With global participation of many providers (including Google, Facebook and others) the whole chain between end-user, ISPs, Peering-Points and Content Providers could be checked and validated in a global scale test. How did it go?
Quite a few of the organisations have run IPv6 for a while, in preparation for today. Many plan on continuing to run their services in the future. This is the direction in which the Internet is heading. The biggest challenges at this time are IPv6 connectivity and dns configuration. These core elements of infrastructure become key enablers in moving IPv6 forward.
Having a single day to concentrate the mind on testing and proving IPv6 is good. All the various IPv6 experts are available to nail down interoperability or connectivity or other issues within the IPv6 Internet. With the participation of content providers ensuring a playground of source data to test with, consuming applications can verify they work too. (What's the point of having an IPv6 RSS feed, if there are no readers that are capable of absorbing the information directly via IPv6?). Google provided ipv6.google.com, and facebook www.v6.facebook.com to test with.

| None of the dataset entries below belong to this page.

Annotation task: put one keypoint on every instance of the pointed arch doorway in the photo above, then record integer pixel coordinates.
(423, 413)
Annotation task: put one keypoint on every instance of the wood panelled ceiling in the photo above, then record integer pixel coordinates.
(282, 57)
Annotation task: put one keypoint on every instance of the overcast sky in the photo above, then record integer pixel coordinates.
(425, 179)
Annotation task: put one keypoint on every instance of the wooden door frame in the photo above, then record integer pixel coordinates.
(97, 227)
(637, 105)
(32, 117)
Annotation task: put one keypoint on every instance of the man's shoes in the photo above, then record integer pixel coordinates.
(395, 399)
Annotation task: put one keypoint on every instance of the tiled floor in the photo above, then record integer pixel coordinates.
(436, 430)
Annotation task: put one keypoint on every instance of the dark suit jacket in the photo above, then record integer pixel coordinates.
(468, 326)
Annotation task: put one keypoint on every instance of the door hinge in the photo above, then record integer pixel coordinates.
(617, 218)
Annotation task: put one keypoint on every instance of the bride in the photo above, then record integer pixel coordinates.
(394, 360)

There are still some ISPs that still don't understand the need for IPv6 support at all. My cable network supplier has no plans on supporting IPv6 at the moment. There will be areas of the Internet in the very near future that are only accessible via IPv6. This is particularly true in rapidly growing Internet areas of the world. This will include places like south korea and other Asian countries which have increasing Internet demand, despite the continuing IPv4 exhaustion.
No IPv6 support restricts me to an IPv4 view of the world. As would anybody that doesn't have IPv6 supported devices and network. So I'm planning on getting an IPv6 connection sorted out myself, tunnelling my IPv6 data into the Internet core via Hurricane Electric, and seeing what happens.
More later, as World IPv6 Day is really the start of the World IPv6 Future.